Even the Police Scotland copper who was looking in the empty yard next to the station didnt seem to impressed by them one day when he was searching for something thrown off the platform and I asked why wasnt BTP doing it.


Not saying all BT coppers are idle but these ones here seem to be well workshy and can't be out dealing with line jumpers etc and pissed up fights on trains from Glasgow for most of the year.


What do they actually do or have we just been unlucky and got a real life version of Cheif Wiggum and his deputies?

Moan over
As a former railway signaller with Network Rail Ive had experience of dealing with BTP operationally.
Individually there are some good officers but operationally, as an organisation they can come across as incompetent. From my own experience it was better to call the civilian police first when there was a need for police involvement in incidents.
A numbers of years ago, when dealing with a potential suicide, I first dealt with the civilian police in managing the incident; later on the BT police turned up, called myself and told me to disregard whatever info was relayed to me from the civvy police as they had no authority regards railway incidents.
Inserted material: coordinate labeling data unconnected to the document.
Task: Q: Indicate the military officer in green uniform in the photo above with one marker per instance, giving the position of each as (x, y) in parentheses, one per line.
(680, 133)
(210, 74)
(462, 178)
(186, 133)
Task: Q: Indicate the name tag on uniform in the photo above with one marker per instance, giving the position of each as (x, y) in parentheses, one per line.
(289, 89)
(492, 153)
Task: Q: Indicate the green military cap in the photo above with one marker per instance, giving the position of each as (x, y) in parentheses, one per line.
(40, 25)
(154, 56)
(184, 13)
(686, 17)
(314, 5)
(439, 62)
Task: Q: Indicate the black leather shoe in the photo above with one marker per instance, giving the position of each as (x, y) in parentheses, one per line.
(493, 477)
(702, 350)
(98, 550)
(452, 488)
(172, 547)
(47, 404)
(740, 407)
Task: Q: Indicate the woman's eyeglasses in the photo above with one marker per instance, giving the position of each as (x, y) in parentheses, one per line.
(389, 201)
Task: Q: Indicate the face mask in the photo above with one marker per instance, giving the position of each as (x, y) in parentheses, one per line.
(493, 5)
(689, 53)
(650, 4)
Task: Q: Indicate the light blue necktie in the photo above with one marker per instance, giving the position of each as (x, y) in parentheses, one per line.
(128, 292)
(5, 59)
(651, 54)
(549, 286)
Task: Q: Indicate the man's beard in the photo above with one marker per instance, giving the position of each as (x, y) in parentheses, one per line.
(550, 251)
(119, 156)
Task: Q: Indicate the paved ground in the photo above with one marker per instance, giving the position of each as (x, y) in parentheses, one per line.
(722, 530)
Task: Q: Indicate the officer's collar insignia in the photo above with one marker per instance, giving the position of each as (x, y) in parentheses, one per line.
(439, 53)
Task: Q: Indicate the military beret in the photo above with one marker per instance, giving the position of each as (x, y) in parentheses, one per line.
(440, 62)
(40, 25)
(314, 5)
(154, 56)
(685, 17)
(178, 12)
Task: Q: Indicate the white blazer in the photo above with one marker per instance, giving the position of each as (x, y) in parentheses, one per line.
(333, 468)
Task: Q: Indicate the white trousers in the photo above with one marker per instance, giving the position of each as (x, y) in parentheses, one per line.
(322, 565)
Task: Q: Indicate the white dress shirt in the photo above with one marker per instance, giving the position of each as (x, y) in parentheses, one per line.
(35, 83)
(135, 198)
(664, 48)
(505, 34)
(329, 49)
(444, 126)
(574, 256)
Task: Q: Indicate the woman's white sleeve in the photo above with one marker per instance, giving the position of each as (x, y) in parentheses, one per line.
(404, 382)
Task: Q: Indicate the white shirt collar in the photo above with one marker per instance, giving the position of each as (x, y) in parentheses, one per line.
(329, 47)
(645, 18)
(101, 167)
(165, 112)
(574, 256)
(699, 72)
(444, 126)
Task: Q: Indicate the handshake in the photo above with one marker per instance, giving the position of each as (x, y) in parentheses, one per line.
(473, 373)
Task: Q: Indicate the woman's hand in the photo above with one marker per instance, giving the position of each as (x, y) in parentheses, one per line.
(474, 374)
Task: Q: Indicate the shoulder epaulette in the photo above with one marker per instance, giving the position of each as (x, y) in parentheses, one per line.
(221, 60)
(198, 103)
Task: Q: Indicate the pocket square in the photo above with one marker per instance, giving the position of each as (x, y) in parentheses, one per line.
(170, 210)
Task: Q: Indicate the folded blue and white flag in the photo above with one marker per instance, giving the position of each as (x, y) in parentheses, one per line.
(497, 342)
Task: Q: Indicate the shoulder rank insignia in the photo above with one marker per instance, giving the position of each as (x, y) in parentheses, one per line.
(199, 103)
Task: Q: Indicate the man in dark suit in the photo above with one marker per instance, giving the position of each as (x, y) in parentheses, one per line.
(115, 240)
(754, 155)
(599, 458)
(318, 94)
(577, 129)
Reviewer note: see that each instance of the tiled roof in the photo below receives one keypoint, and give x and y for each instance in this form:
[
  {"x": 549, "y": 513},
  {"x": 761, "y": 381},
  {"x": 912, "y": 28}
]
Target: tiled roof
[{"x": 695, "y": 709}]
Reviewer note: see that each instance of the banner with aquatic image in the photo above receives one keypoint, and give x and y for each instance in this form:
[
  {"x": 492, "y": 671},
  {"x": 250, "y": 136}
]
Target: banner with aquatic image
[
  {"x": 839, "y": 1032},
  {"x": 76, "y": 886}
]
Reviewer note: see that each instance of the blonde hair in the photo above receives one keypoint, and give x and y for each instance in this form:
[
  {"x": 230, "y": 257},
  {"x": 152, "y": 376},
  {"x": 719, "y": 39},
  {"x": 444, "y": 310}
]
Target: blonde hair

And that I was to let the trains run normally.
I had to then remind the BTP officer that only the signaller has final authority to determine if its safe for trains to run and how they should run based on the information they have. The episode then descended into a total farce with counter information coming into my self and our operational control centre from both police forces. Fortunately, in the end the person was found and no harm came to them, which was more due to our own control centre than the police.

On another occasion, when contacting BTP control centre in Birmingham. They had difficulty in finding the location of an incident on their computer even though they were given a six figure grid reference, street names and road numbers from a railway map. Unbelievable !

The money given for funding the BTP would be better spent on funding the civvy police to do the same role.